Recently, I’ve had the opportunity to build new friendships in the city, which, as we all know, is no small feat. Finding fun, trustworthy friends in New York is a challenge, so when you do meet someone who can enjoy a simple coffee date with you, it’s only natural to want to cherish that connection. I did my best to maintain these new friendships, but unfortunately, a few of these “friends” ended up treating me the same way toxic men have in the past. They noticed my flaws—the inevitable cracks in my wall—and instead of addressing them, they chose to walk away.

 

For example, I once forgot to call a friend and later reached out to invite her to lunch so we could catch up.

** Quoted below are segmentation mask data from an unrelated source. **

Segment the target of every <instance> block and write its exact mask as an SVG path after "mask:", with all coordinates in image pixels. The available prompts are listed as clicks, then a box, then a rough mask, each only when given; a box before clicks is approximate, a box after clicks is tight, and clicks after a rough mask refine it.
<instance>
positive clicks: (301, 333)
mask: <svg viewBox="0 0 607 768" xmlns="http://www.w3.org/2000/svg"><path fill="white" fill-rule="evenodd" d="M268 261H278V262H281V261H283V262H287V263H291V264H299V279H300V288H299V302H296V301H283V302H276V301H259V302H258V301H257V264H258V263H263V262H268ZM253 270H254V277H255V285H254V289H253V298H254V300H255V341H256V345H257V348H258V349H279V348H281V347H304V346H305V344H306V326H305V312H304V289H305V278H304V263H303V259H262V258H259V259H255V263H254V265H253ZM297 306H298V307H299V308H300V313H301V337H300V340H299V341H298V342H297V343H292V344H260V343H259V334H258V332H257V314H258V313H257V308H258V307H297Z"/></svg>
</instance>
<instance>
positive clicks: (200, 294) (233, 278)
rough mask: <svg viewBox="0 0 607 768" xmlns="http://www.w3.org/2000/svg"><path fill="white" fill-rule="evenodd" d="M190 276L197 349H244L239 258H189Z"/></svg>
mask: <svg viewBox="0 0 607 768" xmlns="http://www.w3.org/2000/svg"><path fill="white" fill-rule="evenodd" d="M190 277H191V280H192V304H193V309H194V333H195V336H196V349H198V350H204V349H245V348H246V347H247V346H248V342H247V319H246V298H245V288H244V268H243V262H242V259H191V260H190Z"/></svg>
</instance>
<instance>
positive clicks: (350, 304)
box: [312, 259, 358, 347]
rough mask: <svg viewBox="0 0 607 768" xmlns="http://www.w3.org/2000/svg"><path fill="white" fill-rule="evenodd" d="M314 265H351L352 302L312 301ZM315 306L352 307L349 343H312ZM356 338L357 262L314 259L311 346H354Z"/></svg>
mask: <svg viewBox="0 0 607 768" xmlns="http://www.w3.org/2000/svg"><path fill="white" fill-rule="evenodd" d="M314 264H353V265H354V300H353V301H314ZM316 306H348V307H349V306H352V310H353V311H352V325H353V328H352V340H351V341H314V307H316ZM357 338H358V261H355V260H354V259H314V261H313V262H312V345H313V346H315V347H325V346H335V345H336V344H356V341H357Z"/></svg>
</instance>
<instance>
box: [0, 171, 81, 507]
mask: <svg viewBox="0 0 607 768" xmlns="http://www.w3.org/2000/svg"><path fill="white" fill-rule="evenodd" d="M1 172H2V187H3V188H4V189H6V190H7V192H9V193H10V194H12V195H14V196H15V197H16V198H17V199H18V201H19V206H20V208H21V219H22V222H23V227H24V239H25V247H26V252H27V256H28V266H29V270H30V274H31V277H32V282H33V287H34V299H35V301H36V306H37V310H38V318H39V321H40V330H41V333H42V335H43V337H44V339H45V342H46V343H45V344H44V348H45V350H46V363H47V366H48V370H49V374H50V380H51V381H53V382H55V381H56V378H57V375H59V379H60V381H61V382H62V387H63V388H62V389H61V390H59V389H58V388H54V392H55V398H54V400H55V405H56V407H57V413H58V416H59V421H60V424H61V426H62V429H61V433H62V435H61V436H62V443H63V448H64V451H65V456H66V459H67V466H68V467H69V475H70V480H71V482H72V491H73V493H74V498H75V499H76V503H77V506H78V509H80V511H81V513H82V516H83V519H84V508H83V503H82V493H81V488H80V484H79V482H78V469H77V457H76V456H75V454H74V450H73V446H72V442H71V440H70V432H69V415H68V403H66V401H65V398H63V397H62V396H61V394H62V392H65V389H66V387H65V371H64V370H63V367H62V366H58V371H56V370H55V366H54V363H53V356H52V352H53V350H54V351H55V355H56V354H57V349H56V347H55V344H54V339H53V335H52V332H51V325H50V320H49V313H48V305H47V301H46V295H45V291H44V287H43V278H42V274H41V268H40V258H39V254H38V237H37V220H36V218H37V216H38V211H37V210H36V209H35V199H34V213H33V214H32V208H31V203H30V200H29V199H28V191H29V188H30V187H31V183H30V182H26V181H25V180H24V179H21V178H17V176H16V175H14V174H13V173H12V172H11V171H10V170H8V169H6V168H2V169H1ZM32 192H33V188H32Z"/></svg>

She read my message, blocked me, and unfollowed me on every social media platform. At first, I thought it had to be a joke. But when I followed up, it became clear she had already decided to ghost me, without so much as a conversation or explanation. I was stunned. How can people be so quick to cut ties over a misunderstanding or mistake, especially when they’ve trusted you enough to share their secrets and call you a friend?

 

It’s frustrating and selfish, to say the least. Have we really reached a point where ghosting feels easier than having a simple conversation? If we truly value our friendships, shouldn’t we be willing to work through issues instead of abandoning them at the first sign of trouble? It’s deeply upsetting to think we might be losing the essence of what real friendships are meant to be.